What has been the reaction to your news thus far, from the trade or consumers?
We have had amazing responses from consumers around the world, in the hundreds, who have written to us telling us they are so happy to see that Latour has made this decision. I have spoken with importers around the world and no one has yet directly told me that it was a bad idea. I have explained and discussed this with them and many understand what we are trying to do. As far as the negociants are concerned, I suggest you ask them yourself.
What do you think will be the biggest impact arising from this change?

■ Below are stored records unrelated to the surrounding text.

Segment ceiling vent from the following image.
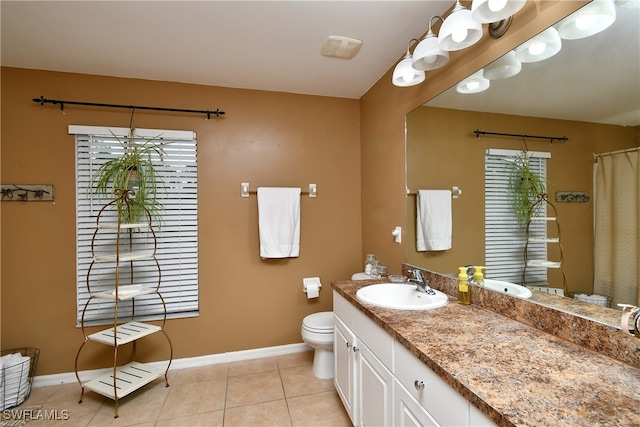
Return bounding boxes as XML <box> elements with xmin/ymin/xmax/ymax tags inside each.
<box><xmin>320</xmin><ymin>36</ymin><xmax>362</xmax><ymax>59</ymax></box>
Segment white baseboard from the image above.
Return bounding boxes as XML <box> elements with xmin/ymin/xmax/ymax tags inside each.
<box><xmin>32</xmin><ymin>343</ymin><xmax>312</xmax><ymax>387</ymax></box>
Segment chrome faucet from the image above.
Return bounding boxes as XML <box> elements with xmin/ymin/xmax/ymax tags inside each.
<box><xmin>409</xmin><ymin>269</ymin><xmax>436</xmax><ymax>295</ymax></box>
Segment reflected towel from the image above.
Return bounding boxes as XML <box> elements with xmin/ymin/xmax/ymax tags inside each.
<box><xmin>416</xmin><ymin>190</ymin><xmax>451</xmax><ymax>251</ymax></box>
<box><xmin>258</xmin><ymin>187</ymin><xmax>301</xmax><ymax>258</ymax></box>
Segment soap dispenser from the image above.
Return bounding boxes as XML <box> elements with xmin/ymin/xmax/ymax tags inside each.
<box><xmin>473</xmin><ymin>265</ymin><xmax>484</xmax><ymax>286</ymax></box>
<box><xmin>458</xmin><ymin>267</ymin><xmax>471</xmax><ymax>305</ymax></box>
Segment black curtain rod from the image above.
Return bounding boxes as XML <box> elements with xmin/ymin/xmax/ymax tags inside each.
<box><xmin>473</xmin><ymin>129</ymin><xmax>569</xmax><ymax>143</ymax></box>
<box><xmin>33</xmin><ymin>96</ymin><xmax>224</xmax><ymax>120</ymax></box>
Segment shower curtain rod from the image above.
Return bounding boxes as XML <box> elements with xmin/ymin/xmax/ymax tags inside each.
<box><xmin>593</xmin><ymin>147</ymin><xmax>640</xmax><ymax>159</ymax></box>
<box><xmin>32</xmin><ymin>96</ymin><xmax>225</xmax><ymax>120</ymax></box>
<box><xmin>473</xmin><ymin>129</ymin><xmax>569</xmax><ymax>143</ymax></box>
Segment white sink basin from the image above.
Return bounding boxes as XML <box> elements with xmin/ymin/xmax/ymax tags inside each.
<box><xmin>356</xmin><ymin>283</ymin><xmax>449</xmax><ymax>310</ymax></box>
<box><xmin>484</xmin><ymin>279</ymin><xmax>531</xmax><ymax>299</ymax></box>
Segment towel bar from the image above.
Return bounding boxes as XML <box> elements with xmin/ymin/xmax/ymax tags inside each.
<box><xmin>240</xmin><ymin>182</ymin><xmax>318</xmax><ymax>197</ymax></box>
<box><xmin>407</xmin><ymin>186</ymin><xmax>462</xmax><ymax>199</ymax></box>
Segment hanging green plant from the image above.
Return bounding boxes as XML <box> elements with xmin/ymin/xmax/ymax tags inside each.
<box><xmin>507</xmin><ymin>154</ymin><xmax>547</xmax><ymax>225</ymax></box>
<box><xmin>90</xmin><ymin>129</ymin><xmax>168</xmax><ymax>224</ymax></box>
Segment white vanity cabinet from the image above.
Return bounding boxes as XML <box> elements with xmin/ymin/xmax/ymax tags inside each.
<box><xmin>334</xmin><ymin>293</ymin><xmax>393</xmax><ymax>426</ymax></box>
<box><xmin>333</xmin><ymin>291</ymin><xmax>495</xmax><ymax>427</ymax></box>
<box><xmin>393</xmin><ymin>343</ymin><xmax>470</xmax><ymax>426</ymax></box>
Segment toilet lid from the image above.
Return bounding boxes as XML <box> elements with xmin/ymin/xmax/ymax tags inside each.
<box><xmin>302</xmin><ymin>311</ymin><xmax>333</xmax><ymax>333</ymax></box>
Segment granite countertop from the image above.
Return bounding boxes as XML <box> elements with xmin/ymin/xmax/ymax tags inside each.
<box><xmin>332</xmin><ymin>281</ymin><xmax>640</xmax><ymax>427</ymax></box>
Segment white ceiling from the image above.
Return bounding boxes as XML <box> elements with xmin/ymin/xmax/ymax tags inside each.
<box><xmin>0</xmin><ymin>0</ymin><xmax>640</xmax><ymax>125</ymax></box>
<box><xmin>0</xmin><ymin>0</ymin><xmax>453</xmax><ymax>99</ymax></box>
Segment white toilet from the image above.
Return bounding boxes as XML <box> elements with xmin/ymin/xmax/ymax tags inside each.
<box><xmin>302</xmin><ymin>311</ymin><xmax>334</xmax><ymax>379</ymax></box>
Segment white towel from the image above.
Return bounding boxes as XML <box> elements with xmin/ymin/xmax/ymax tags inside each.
<box><xmin>416</xmin><ymin>190</ymin><xmax>451</xmax><ymax>251</ymax></box>
<box><xmin>258</xmin><ymin>187</ymin><xmax>301</xmax><ymax>258</ymax></box>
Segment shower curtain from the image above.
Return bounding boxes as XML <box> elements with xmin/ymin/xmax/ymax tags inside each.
<box><xmin>594</xmin><ymin>149</ymin><xmax>640</xmax><ymax>308</ymax></box>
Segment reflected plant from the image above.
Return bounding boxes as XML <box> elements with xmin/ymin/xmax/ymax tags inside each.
<box><xmin>507</xmin><ymin>154</ymin><xmax>548</xmax><ymax>225</ymax></box>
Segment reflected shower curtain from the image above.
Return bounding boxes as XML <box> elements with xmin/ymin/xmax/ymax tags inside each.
<box><xmin>594</xmin><ymin>150</ymin><xmax>640</xmax><ymax>308</ymax></box>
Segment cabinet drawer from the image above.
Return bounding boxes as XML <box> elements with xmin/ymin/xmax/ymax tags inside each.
<box><xmin>394</xmin><ymin>342</ymin><xmax>469</xmax><ymax>426</ymax></box>
<box><xmin>333</xmin><ymin>291</ymin><xmax>394</xmax><ymax>370</ymax></box>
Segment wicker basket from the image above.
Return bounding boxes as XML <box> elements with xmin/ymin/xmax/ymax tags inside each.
<box><xmin>0</xmin><ymin>347</ymin><xmax>40</xmax><ymax>411</ymax></box>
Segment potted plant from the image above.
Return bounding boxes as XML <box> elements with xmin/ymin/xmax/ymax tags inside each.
<box><xmin>507</xmin><ymin>155</ymin><xmax>546</xmax><ymax>225</ymax></box>
<box><xmin>91</xmin><ymin>129</ymin><xmax>167</xmax><ymax>223</ymax></box>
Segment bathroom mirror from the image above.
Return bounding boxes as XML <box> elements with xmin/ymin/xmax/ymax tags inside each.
<box><xmin>406</xmin><ymin>2</ymin><xmax>640</xmax><ymax>325</ymax></box>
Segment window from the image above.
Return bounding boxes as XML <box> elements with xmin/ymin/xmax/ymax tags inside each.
<box><xmin>69</xmin><ymin>126</ymin><xmax>198</xmax><ymax>325</ymax></box>
<box><xmin>484</xmin><ymin>149</ymin><xmax>551</xmax><ymax>285</ymax></box>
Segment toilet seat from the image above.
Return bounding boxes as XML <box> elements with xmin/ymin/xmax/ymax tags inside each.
<box><xmin>302</xmin><ymin>311</ymin><xmax>333</xmax><ymax>334</ymax></box>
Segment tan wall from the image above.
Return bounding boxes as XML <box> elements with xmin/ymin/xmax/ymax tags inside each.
<box><xmin>1</xmin><ymin>68</ymin><xmax>362</xmax><ymax>375</ymax></box>
<box><xmin>407</xmin><ymin>107</ymin><xmax>637</xmax><ymax>293</ymax></box>
<box><xmin>360</xmin><ymin>0</ymin><xmax>586</xmax><ymax>280</ymax></box>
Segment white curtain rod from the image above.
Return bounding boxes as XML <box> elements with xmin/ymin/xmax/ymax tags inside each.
<box><xmin>593</xmin><ymin>147</ymin><xmax>640</xmax><ymax>159</ymax></box>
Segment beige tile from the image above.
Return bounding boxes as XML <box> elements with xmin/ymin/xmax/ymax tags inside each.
<box><xmin>20</xmin><ymin>384</ymin><xmax>60</xmax><ymax>406</ymax></box>
<box><xmin>26</xmin><ymin>351</ymin><xmax>350</xmax><ymax>427</ymax></box>
<box><xmin>172</xmin><ymin>363</ymin><xmax>229</xmax><ymax>384</ymax></box>
<box><xmin>287</xmin><ymin>391</ymin><xmax>352</xmax><ymax>427</ymax></box>
<box><xmin>225</xmin><ymin>371</ymin><xmax>284</xmax><ymax>408</ymax></box>
<box><xmin>280</xmin><ymin>366</ymin><xmax>334</xmax><ymax>398</ymax></box>
<box><xmin>224</xmin><ymin>399</ymin><xmax>291</xmax><ymax>427</ymax></box>
<box><xmin>155</xmin><ymin>410</ymin><xmax>224</xmax><ymax>427</ymax></box>
<box><xmin>47</xmin><ymin>383</ymin><xmax>99</xmax><ymax>403</ymax></box>
<box><xmin>10</xmin><ymin>399</ymin><xmax>103</xmax><ymax>427</ymax></box>
<box><xmin>276</xmin><ymin>351</ymin><xmax>313</xmax><ymax>369</ymax></box>
<box><xmin>229</xmin><ymin>357</ymin><xmax>278</xmax><ymax>377</ymax></box>
<box><xmin>159</xmin><ymin>379</ymin><xmax>227</xmax><ymax>420</ymax></box>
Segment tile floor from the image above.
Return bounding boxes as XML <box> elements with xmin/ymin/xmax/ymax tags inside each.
<box><xmin>15</xmin><ymin>352</ymin><xmax>351</xmax><ymax>427</ymax></box>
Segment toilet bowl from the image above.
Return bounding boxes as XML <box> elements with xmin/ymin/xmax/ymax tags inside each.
<box><xmin>302</xmin><ymin>311</ymin><xmax>334</xmax><ymax>379</ymax></box>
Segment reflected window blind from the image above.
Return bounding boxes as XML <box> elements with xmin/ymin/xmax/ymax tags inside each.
<box><xmin>485</xmin><ymin>149</ymin><xmax>549</xmax><ymax>285</ymax></box>
<box><xmin>69</xmin><ymin>126</ymin><xmax>199</xmax><ymax>325</ymax></box>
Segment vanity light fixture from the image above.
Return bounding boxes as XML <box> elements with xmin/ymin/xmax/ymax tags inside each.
<box><xmin>471</xmin><ymin>0</ymin><xmax>527</xmax><ymax>24</ymax></box>
<box><xmin>413</xmin><ymin>16</ymin><xmax>449</xmax><ymax>70</ymax></box>
<box><xmin>558</xmin><ymin>0</ymin><xmax>616</xmax><ymax>40</ymax></box>
<box><xmin>516</xmin><ymin>27</ymin><xmax>562</xmax><ymax>63</ymax></box>
<box><xmin>483</xmin><ymin>50</ymin><xmax>522</xmax><ymax>80</ymax></box>
<box><xmin>456</xmin><ymin>70</ymin><xmax>491</xmax><ymax>95</ymax></box>
<box><xmin>616</xmin><ymin>0</ymin><xmax>640</xmax><ymax>9</ymax></box>
<box><xmin>438</xmin><ymin>0</ymin><xmax>482</xmax><ymax>51</ymax></box>
<box><xmin>391</xmin><ymin>39</ymin><xmax>425</xmax><ymax>87</ymax></box>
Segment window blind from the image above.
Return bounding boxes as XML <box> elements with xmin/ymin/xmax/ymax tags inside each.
<box><xmin>485</xmin><ymin>150</ymin><xmax>549</xmax><ymax>285</ymax></box>
<box><xmin>69</xmin><ymin>126</ymin><xmax>199</xmax><ymax>324</ymax></box>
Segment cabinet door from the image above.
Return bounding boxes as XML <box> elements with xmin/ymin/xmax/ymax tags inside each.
<box><xmin>356</xmin><ymin>342</ymin><xmax>393</xmax><ymax>427</ymax></box>
<box><xmin>393</xmin><ymin>380</ymin><xmax>439</xmax><ymax>427</ymax></box>
<box><xmin>394</xmin><ymin>342</ymin><xmax>469</xmax><ymax>426</ymax></box>
<box><xmin>333</xmin><ymin>316</ymin><xmax>358</xmax><ymax>425</ymax></box>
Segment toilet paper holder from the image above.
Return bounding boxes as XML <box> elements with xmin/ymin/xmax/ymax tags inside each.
<box><xmin>302</xmin><ymin>277</ymin><xmax>322</xmax><ymax>294</ymax></box>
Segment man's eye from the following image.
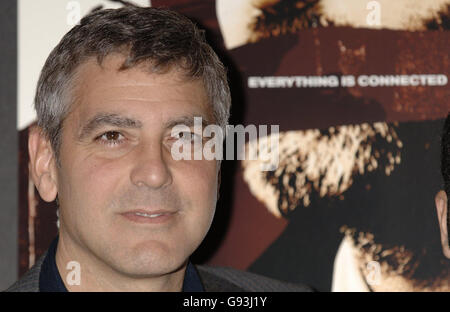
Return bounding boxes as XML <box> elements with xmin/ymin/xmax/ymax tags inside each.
<box><xmin>96</xmin><ymin>131</ymin><xmax>124</xmax><ymax>146</ymax></box>
<box><xmin>178</xmin><ymin>131</ymin><xmax>197</xmax><ymax>141</ymax></box>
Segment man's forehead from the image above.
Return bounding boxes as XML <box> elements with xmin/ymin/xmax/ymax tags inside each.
<box><xmin>74</xmin><ymin>55</ymin><xmax>214</xmax><ymax>122</ymax></box>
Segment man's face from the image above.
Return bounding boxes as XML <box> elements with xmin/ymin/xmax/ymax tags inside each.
<box><xmin>57</xmin><ymin>56</ymin><xmax>218</xmax><ymax>276</ymax></box>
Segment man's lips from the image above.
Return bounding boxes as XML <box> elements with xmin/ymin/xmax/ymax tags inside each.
<box><xmin>120</xmin><ymin>209</ymin><xmax>178</xmax><ymax>224</ymax></box>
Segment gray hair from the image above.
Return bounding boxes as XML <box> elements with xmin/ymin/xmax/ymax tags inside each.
<box><xmin>34</xmin><ymin>6</ymin><xmax>231</xmax><ymax>164</ymax></box>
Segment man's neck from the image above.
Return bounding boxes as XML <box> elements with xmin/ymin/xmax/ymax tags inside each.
<box><xmin>55</xmin><ymin>233</ymin><xmax>186</xmax><ymax>292</ymax></box>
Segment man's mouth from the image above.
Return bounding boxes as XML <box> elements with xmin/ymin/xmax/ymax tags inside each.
<box><xmin>120</xmin><ymin>210</ymin><xmax>177</xmax><ymax>224</ymax></box>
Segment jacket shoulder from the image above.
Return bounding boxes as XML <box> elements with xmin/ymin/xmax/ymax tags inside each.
<box><xmin>196</xmin><ymin>265</ymin><xmax>313</xmax><ymax>292</ymax></box>
<box><xmin>5</xmin><ymin>252</ymin><xmax>47</xmax><ymax>292</ymax></box>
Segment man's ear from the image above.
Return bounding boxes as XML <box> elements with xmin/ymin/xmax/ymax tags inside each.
<box><xmin>434</xmin><ymin>191</ymin><xmax>450</xmax><ymax>259</ymax></box>
<box><xmin>28</xmin><ymin>126</ymin><xmax>58</xmax><ymax>202</ymax></box>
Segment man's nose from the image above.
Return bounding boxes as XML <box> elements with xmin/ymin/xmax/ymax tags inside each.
<box><xmin>131</xmin><ymin>144</ymin><xmax>172</xmax><ymax>189</ymax></box>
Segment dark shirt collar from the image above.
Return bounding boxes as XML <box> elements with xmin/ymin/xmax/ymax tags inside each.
<box><xmin>39</xmin><ymin>236</ymin><xmax>205</xmax><ymax>292</ymax></box>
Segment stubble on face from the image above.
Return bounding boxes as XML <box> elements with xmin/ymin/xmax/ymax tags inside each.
<box><xmin>52</xmin><ymin>56</ymin><xmax>218</xmax><ymax>292</ymax></box>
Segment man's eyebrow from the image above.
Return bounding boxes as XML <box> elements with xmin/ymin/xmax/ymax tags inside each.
<box><xmin>165</xmin><ymin>115</ymin><xmax>213</xmax><ymax>129</ymax></box>
<box><xmin>78</xmin><ymin>113</ymin><xmax>142</xmax><ymax>140</ymax></box>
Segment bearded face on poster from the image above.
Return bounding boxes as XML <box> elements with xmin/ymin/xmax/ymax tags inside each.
<box><xmin>216</xmin><ymin>0</ymin><xmax>450</xmax><ymax>291</ymax></box>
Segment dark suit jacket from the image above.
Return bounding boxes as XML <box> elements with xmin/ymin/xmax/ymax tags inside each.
<box><xmin>6</xmin><ymin>254</ymin><xmax>312</xmax><ymax>292</ymax></box>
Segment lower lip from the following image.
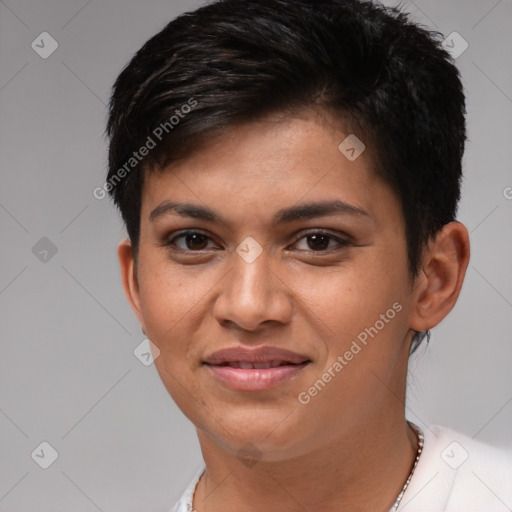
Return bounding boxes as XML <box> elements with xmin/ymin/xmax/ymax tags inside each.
<box><xmin>206</xmin><ymin>362</ymin><xmax>309</xmax><ymax>391</ymax></box>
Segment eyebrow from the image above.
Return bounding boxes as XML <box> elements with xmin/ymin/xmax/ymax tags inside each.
<box><xmin>149</xmin><ymin>199</ymin><xmax>370</xmax><ymax>224</ymax></box>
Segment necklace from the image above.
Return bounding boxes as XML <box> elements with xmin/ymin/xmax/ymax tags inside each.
<box><xmin>391</xmin><ymin>421</ymin><xmax>425</xmax><ymax>511</ymax></box>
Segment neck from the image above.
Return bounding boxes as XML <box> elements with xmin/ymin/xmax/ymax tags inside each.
<box><xmin>194</xmin><ymin>414</ymin><xmax>417</xmax><ymax>512</ymax></box>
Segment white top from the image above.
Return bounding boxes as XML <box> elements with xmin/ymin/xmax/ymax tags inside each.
<box><xmin>170</xmin><ymin>425</ymin><xmax>512</xmax><ymax>512</ymax></box>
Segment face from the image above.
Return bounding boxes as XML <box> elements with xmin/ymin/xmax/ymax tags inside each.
<box><xmin>120</xmin><ymin>112</ymin><xmax>420</xmax><ymax>460</ymax></box>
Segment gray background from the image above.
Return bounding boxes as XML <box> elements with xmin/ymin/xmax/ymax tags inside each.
<box><xmin>0</xmin><ymin>0</ymin><xmax>512</xmax><ymax>512</ymax></box>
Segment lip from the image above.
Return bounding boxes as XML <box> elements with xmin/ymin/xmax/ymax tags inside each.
<box><xmin>204</xmin><ymin>346</ymin><xmax>311</xmax><ymax>391</ymax></box>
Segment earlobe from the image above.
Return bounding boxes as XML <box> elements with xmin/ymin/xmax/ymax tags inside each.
<box><xmin>117</xmin><ymin>239</ymin><xmax>145</xmax><ymax>332</ymax></box>
<box><xmin>410</xmin><ymin>222</ymin><xmax>470</xmax><ymax>331</ymax></box>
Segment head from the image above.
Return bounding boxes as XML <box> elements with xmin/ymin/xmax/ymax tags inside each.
<box><xmin>106</xmin><ymin>0</ymin><xmax>469</xmax><ymax>457</ymax></box>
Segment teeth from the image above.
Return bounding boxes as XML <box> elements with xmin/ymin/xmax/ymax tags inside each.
<box><xmin>252</xmin><ymin>361</ymin><xmax>270</xmax><ymax>368</ymax></box>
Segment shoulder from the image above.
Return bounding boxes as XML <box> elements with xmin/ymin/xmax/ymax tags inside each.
<box><xmin>169</xmin><ymin>465</ymin><xmax>206</xmax><ymax>512</ymax></box>
<box><xmin>399</xmin><ymin>425</ymin><xmax>512</xmax><ymax>512</ymax></box>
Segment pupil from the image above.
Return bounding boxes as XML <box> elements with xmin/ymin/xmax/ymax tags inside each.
<box><xmin>308</xmin><ymin>235</ymin><xmax>329</xmax><ymax>251</ymax></box>
<box><xmin>186</xmin><ymin>233</ymin><xmax>206</xmax><ymax>249</ymax></box>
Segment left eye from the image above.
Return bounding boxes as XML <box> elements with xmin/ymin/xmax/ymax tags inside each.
<box><xmin>295</xmin><ymin>233</ymin><xmax>349</xmax><ymax>252</ymax></box>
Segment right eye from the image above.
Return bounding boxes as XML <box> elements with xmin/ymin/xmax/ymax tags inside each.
<box><xmin>165</xmin><ymin>231</ymin><xmax>220</xmax><ymax>252</ymax></box>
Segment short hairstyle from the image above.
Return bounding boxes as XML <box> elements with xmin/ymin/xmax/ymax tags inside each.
<box><xmin>107</xmin><ymin>0</ymin><xmax>466</xmax><ymax>277</ymax></box>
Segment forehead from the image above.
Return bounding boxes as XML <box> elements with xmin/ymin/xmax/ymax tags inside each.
<box><xmin>142</xmin><ymin>111</ymin><xmax>396</xmax><ymax>226</ymax></box>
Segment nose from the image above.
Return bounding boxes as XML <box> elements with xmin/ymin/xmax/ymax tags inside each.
<box><xmin>213</xmin><ymin>247</ymin><xmax>293</xmax><ymax>331</ymax></box>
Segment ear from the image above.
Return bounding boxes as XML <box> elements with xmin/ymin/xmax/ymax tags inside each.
<box><xmin>117</xmin><ymin>239</ymin><xmax>146</xmax><ymax>334</ymax></box>
<box><xmin>410</xmin><ymin>222</ymin><xmax>469</xmax><ymax>331</ymax></box>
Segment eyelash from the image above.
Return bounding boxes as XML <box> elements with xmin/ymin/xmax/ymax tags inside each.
<box><xmin>163</xmin><ymin>230</ymin><xmax>353</xmax><ymax>254</ymax></box>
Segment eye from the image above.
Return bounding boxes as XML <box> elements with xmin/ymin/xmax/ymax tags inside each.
<box><xmin>165</xmin><ymin>231</ymin><xmax>216</xmax><ymax>252</ymax></box>
<box><xmin>295</xmin><ymin>232</ymin><xmax>350</xmax><ymax>252</ymax></box>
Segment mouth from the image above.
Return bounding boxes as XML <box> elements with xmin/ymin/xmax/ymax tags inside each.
<box><xmin>213</xmin><ymin>359</ymin><xmax>309</xmax><ymax>370</ymax></box>
<box><xmin>203</xmin><ymin>347</ymin><xmax>312</xmax><ymax>392</ymax></box>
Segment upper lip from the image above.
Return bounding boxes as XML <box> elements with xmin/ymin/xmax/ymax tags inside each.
<box><xmin>204</xmin><ymin>347</ymin><xmax>309</xmax><ymax>365</ymax></box>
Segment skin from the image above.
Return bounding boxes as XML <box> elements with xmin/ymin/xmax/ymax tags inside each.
<box><xmin>118</xmin><ymin>106</ymin><xmax>469</xmax><ymax>512</ymax></box>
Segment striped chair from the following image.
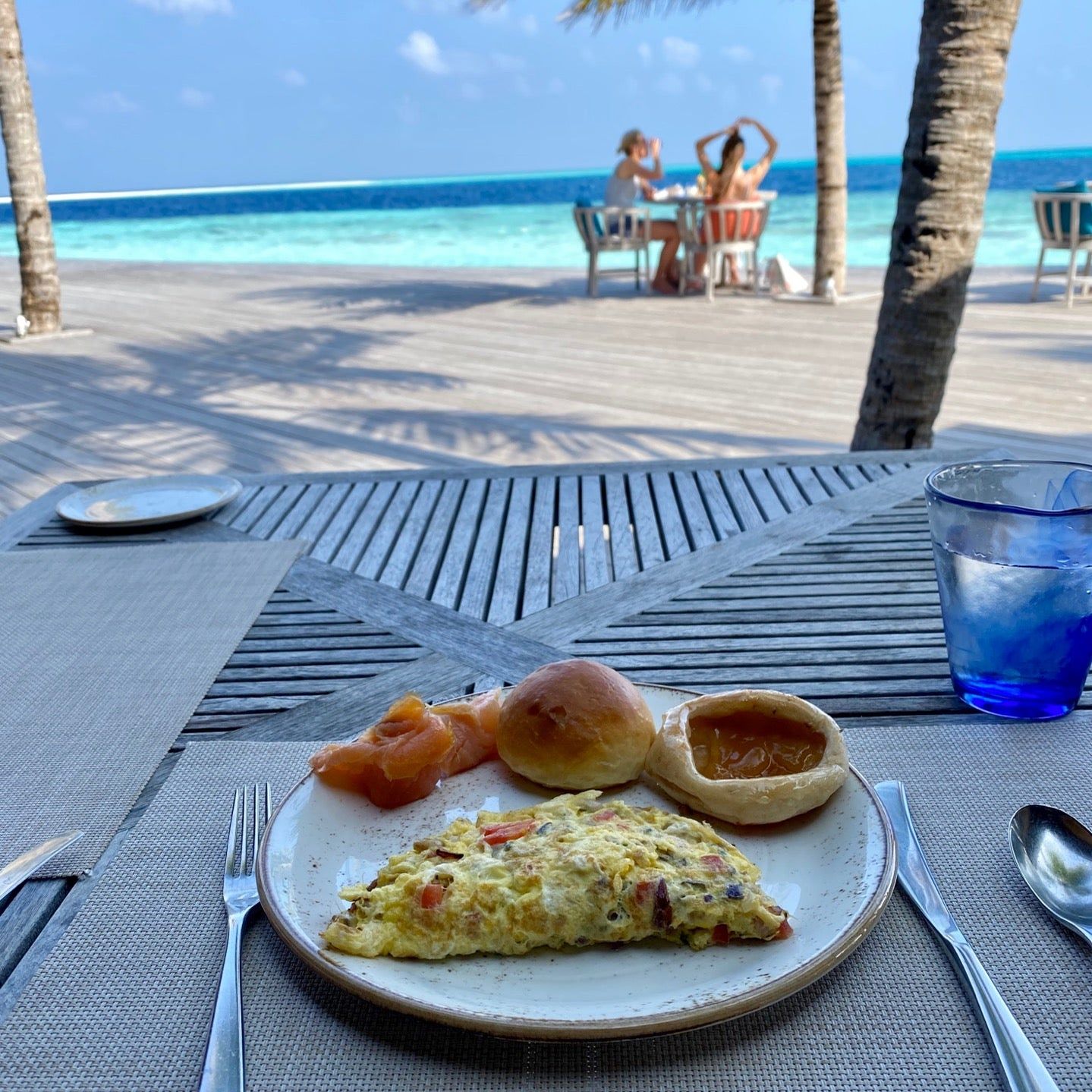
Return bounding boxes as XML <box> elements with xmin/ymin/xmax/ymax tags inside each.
<box><xmin>678</xmin><ymin>192</ymin><xmax>776</xmax><ymax>303</ymax></box>
<box><xmin>1031</xmin><ymin>182</ymin><xmax>1092</xmax><ymax>307</ymax></box>
<box><xmin>572</xmin><ymin>202</ymin><xmax>652</xmax><ymax>296</ymax></box>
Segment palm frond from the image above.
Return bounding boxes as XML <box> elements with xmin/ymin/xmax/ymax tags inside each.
<box><xmin>558</xmin><ymin>0</ymin><xmax>714</xmax><ymax>25</ymax></box>
<box><xmin>467</xmin><ymin>0</ymin><xmax>716</xmax><ymax>27</ymax></box>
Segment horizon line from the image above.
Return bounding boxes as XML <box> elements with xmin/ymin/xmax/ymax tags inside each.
<box><xmin>6</xmin><ymin>146</ymin><xmax>1092</xmax><ymax>206</ymax></box>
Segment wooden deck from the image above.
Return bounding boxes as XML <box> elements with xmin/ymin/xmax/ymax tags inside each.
<box><xmin>0</xmin><ymin>262</ymin><xmax>1092</xmax><ymax>511</ymax></box>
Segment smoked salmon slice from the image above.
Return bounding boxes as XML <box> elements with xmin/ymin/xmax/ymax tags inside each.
<box><xmin>311</xmin><ymin>690</ymin><xmax>500</xmax><ymax>808</ymax></box>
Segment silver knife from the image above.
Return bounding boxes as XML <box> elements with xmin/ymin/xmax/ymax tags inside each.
<box><xmin>0</xmin><ymin>830</ymin><xmax>83</xmax><ymax>898</ymax></box>
<box><xmin>876</xmin><ymin>781</ymin><xmax>1058</xmax><ymax>1092</ymax></box>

Latour will be less speculative since we will release wines for drinking and not for long-term investment. One of the problems with the en primeur system is that it attracted a lot of speculators who are not wine lovers. This way, we avoid speculators of our wines since extremely young vintages will not be available for trading. Let’s say I release the 2001 Latour now, not many speculators will buy this wine because it is for drinking now. Distribution will be more fragmented. Private individuals and distribution will become sharper and well defined. Potentially the markup will be lower and we have to be careful with pricing. We are also working on how to provide transparency of provenance of our ex-chateau wines.
What should we expect from Latour during en primeur week in April 2013?
I am not sure who and how many people will come if we are no longer offering the latest vintage in the market. I am sure major critics will come to taste the 2012 because of their professional curiosity. I hope Latour will remain a benchmark for Bordeaux. The next five years will the bridge years where we are crossing over from the old system to the new. We will offer mature vintages but we haven’t decided exactly which ones yet; it could be the 2006 Les Forts de Latour and the 2004 Latour, for example.
What do you see as your biggest challenges moving forward?
We are alone in walking this path so many people may not understand why this makes sense. For China, we have a Brand Ambassador who can explain and share the story of Latour, and we have a great person already in the USA. Really understanding the market in China is difficult when you can’t even communicate in the same language and you are dependent on translators. Asia already makes up more than 50% of the market so my real challenge is not only China or Asia now, but rather the US. We would like to wake up the American market.